Yusril: tak Kaget MK Putuskan UU Ciptaker Inkonstitusional
Yusril menilai pekerjaan pemerintah akan berat setelah UU Ciptaker inkonstitusional
REPUBLIKA.CO.ID, JAKARTA -- Mahkamah Konstitusi (MK) memutuskan Undang-Undang Nomor 11 Tahun 2020 tentang Cipta Kerja bertentangan dengan Undang-Undang Dasar Negara Republik Indonesia Tahun 1945. Mantan Menteri Hukum dan HAM, Yusril Ihza Mahendra, mengatakan selama belum diperbaiki dalam rentang dua tahun ke depan, pemerintah Presiden Joko Widodo (Jokowi) tidak dapat mengambil kebijakan baru dengan didasarkan pada UU Cipta Kerja.
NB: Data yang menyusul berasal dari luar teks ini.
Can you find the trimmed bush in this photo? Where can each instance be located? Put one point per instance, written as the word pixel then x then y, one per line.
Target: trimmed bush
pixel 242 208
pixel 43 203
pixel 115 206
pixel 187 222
Yusril mengatakan, dalam waktu tersebut, pemerintah setidaknya dapat melakukan dua upaya. "Pertama, memperkuat Kementerian Hukum dan HAM sebagai law centre dan menjadi leader dalam merevisi UU Cipta Kerja," ujar Yusril lewat keterangan tertulisnya, Jumat (26/11).
"Kedua, pemerintah dapat segera membentuk Kementerian Legislasi Nasional yang bertugas menata, mensinkronisasi, dan merapikan semua peraturan perundang-undangan dari pusat sampai ke daerah," katanya.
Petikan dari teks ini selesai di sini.